Pas na het doorlopen van de modules die voor een pijl staan kan men overstappen naar andere modules. In het secundair onderwijs volgen de leerlingen module na module, in het volwassenenonderwijs mogen parallelle modules tegelijkertijd aangeboden worden. In elke module zit een pakket vaktechnieken, talen en ICT, weliswaar op elkaar afgestemd in functie van de module. Na het doorlopen van een opleiding, bv. secretariaatsmedewerker, kan men overstappen naar een volgende opleiding, bv. boekhoudkundig medewerker. Heel wat modules zijn dezelfde voor beide opleidingen zodat men eigenlijk nog slechts twee modules moet volgen om het certificaat van boekhoudkundig medewerker te krijgen. Voor de leerlingen
Binnen het officieel vastgelegde leertraject kan de leerling/cursist zijn eigen leerweg volgen en een keuze maken in de opleidingen die hij wil volgen. Waar men in het dagonderwijs eindigt, kan verdergezet worden in het volwassenenonderwijs. Alle modules (deelcertificaten) en opleidingen (certificaten) komen terecht in een portfolio. Het onderscheid tussen BSO en TSO vervaagt: bepaalde opleidingen vloeien over van het ene naar het andere. Men kan steeds naar een andere opleiding overschakelen, die van een hoger niveau is. Dit betekent een omgekeerd watervalsysteem. Dit thema komt ook aan bod in de publicatie ‘Accent op talent’ van de Koning Boudewijnstichting. De school bepaalt zelf welke opleidingen aangeboden worden. De combinatie van een beroepsopleiding met de eindtermen (deels binnen de module, deels buiten de module) leidt tot het diploma secundair onderwijs. Gedurende een aantal uren per week (BSO) is er ruimte voor gedifferentieerde onderwijsactiviteiten: verbreding, verdieping, inhalen. Iemand die het moeilijk heeft met bepaalde competenties kan hier bijgewerkt worden. Dit geldt ook voor neveninstromers uit andere opleidingen.
Voor de leerkrachten
De leerkrachten werken in team: algemene vakken, technische vakken, praktijkvakken en kunstvakken. Ze werken de basiscompetenties uit tot leerdoelen en –inhouden en bepalen wie wat geeft. Zo worden overlapping en tegenstrijdigheden vermeden. Daarna gaan ze over tot het maken van cursusmateriaal. Het team bepaalt de manier van evalueren.

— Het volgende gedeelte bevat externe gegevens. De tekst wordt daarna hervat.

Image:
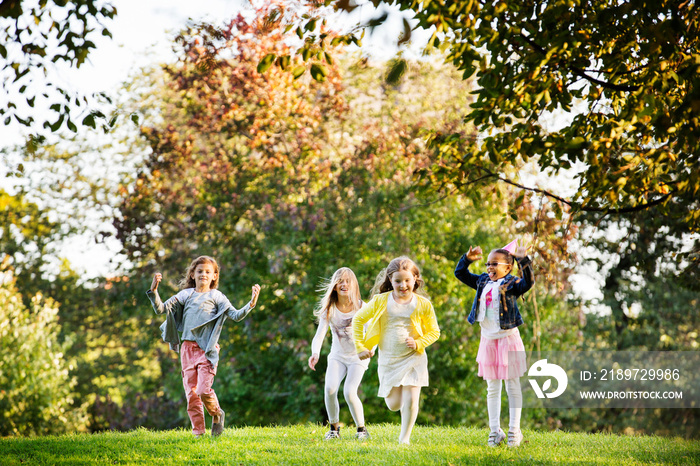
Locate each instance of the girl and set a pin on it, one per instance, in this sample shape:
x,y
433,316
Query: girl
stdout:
x,y
199,312
403,323
495,307
340,302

5. Werkgroep opleidingenstructuur binnen het departement Onderwijs Op het departement Onderwijs is men ondertussen op zoek naar mogelijkheden om het volledige opleidingenaanbod in Vlaanderen in kaart te brengen en onderling te ordenen met de bedoeling om tot wederzijdse erkenning te komen tussen o.a. het departement Onderwijs, de VDAB en het VIZO. Dit gebeurt binnen de DIVA-organisatie. Een en ander wordt voorbereid binnen het departement in de vorm van een werkgroep Opleidingenstructuur. Hier werken de Dienst voor Onderwijsontwikkeling en de Dienst Beroepsopleiding samen om vertrekkende vanuit het reguliere onderwijsaanbod te komen tot een overkoepelende opleidingenstructuur. Dit kan later leiden tot een nieuwe structuur, los van de bestaande onderwijsniveaus, onderwijsvormen. Ook accreditering komt hier aan bod. Een aantal van de daar ontwikkelde ideeën worden hier verder verwerkt.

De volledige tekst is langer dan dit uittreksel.